Learning to Watch Our Language

Outside Bukavu, Zaire – We went down to the springs the next morning and the boys weren’t kidding – it was a large stream flowing through the jungle, only it was warm and the air was filled with steam from the river. Stef, Mike and Tina splashed around the water a bit before we went back to the truck to leave. We pulled into the city of Bukavu around noon, just in time to change money on the black market and do the food shopping for the next few days. Couldn’t stop for more than an hour or so because we were flying like bats out of hell to get to Goma to see the gorillas. Our courier kept the tour going at a break-neck speed just so we could keep up with the itinerary.

We went to Kahuzi-Buega National Park before leaving for Goma, and that was so we could pay five dollars to go see what our courier thought was a pygmy village. Since we had an incompetent courier who couldn’t lead a group of people out of a paper bag this pygmy village turned out to be a bunch of tea plantation workers who happened to grow dope as well. Dope trees abound, more than I’ve ever seen in my life, but not worth any money to see, let alone five dollars. It sucked and was a total rip off – all thanks to an incompetent courier.

We headed out of Kahuzi-Buega, slowly on the unpaved roads through many a village towards Goma. Zairian children think it’s great fun to pick up rocks or other items and pretend to throw them at the truck. It got to the point where Jim has a few rocks on his lap to throw back if need be. The only other thing Zairian children know how to do is stick their hands out like beggars and scream, “Donnez moi une Bic.” (meaning Bic pen.) Everyone on the truck was so sick of hearing these kids scream “donnez-moi” that when entering a new village, before the barrage of donnez-mois could be screamed by the kids, we’d all lean out of the truck and scream it at them first. That confused the locals a little bit, but not enough to keep them quite.

Speaking of thing we used to do on the truck – there’s Raewyn, one of the Kiwi girls.

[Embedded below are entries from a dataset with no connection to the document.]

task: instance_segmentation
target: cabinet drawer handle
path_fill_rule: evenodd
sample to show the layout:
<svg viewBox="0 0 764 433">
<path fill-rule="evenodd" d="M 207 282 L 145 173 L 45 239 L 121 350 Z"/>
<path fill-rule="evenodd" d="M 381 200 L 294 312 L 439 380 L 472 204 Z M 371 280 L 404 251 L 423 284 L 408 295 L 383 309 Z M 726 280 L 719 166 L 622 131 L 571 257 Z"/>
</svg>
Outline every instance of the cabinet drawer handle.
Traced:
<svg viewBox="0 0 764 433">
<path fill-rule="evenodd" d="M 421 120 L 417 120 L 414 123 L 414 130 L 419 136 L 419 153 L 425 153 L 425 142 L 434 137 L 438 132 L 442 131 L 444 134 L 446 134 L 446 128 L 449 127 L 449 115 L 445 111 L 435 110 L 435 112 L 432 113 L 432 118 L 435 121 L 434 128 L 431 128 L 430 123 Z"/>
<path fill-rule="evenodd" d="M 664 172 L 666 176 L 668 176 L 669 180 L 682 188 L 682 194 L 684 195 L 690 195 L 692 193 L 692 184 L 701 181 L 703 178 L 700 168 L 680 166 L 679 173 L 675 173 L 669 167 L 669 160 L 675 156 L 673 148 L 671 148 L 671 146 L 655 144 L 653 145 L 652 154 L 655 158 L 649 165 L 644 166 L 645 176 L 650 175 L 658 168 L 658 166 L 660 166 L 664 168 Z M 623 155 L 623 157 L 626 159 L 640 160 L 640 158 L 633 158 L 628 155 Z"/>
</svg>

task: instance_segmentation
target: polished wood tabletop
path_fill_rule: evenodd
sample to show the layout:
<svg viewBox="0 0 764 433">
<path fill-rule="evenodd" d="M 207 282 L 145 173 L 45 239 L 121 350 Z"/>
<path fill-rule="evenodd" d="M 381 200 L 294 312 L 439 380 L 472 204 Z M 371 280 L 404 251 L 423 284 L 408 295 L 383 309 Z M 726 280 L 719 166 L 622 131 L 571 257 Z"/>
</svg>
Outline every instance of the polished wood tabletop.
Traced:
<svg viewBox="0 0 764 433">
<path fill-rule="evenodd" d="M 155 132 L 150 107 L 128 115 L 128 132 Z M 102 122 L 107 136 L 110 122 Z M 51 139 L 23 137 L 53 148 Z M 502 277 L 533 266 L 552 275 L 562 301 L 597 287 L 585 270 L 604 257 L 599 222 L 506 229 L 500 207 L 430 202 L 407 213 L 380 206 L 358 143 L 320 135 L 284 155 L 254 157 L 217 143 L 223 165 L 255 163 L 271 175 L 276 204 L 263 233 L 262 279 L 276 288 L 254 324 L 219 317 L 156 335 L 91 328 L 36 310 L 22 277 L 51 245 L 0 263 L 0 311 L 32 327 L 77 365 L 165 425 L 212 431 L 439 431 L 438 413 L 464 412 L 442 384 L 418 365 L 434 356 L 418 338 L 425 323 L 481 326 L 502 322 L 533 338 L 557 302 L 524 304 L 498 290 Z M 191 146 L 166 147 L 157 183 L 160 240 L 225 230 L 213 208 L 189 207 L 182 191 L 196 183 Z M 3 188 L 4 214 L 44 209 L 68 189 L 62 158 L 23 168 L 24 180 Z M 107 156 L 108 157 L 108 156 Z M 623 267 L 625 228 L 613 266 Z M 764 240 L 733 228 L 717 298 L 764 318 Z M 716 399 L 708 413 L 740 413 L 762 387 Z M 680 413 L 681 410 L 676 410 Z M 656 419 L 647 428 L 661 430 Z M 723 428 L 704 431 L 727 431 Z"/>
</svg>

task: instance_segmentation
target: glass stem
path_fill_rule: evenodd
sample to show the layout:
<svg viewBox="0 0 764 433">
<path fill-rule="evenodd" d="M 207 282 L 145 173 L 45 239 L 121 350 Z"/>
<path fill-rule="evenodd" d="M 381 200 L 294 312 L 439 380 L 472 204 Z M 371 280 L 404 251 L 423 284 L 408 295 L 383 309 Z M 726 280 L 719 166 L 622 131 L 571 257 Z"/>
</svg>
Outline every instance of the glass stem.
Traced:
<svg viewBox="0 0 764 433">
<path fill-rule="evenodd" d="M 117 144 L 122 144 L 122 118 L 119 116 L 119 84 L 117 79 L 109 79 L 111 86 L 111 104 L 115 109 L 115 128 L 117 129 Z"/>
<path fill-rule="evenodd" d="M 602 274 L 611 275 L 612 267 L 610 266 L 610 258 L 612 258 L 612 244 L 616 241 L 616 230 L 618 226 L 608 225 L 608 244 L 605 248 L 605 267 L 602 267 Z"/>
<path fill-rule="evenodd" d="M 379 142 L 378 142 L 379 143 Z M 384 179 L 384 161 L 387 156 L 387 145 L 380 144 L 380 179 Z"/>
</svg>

Raewyn would always sit on one of the outside seats and would proceed to wave like crazy at any and all locals within her range of peripheral vision. I sat there and watched her for a while and figured out that she thought she was the Queen of England spreading goodwill and homeliness and that every local she waved at should wave back. If the locals didn’t wave back she’d lean out of the truck wildly waving her hands harder while screaming “Jambo” – welcome in Swahili in an attempt to get a response. Amusing to watch her, but even more amusing to see the expressions on the locals’ faces. The way the locals looked at Raewyn made me think that they were thinking, “Who’s the silly bitch hanging out of a blue mzungu truck screamin ‘Welcome’?” Remember I mentioned the Zairian boys throwing rocks? If I were a native and I saw Raewyn acting the way she was I’d throw rocks too – I don’t blame them.

We drove all day, finally reaching the shores of Lake Kivu where we camped in a school yard for the night. That evening Brenda, Rich Tom (the plumber) and I were standing around the fire talking to one of the teachers when tom made a major faux pas. Tom wasn’t that clued in as to the ramifications which can occur if you bag on the ruling dictator while talking to the locals (who could always be the police). He and the school teacher were talking away when the teacher asked Tom if he knew about Zaire’s president. Tom’s response was, “What, that he sucks?” Rich, Brenda and I all heard that and immediately all of us started screaming NO! NO! NO! NO! The school teacher saw our reaction and said he didn’t like the president either. It was only after Tom saw our reaction to his comment that he watched what he said to the locals. Tom is a dim bulb, but he is amusing to be around – just to hear what the next outrageous statement to come out of his mouth is going to be.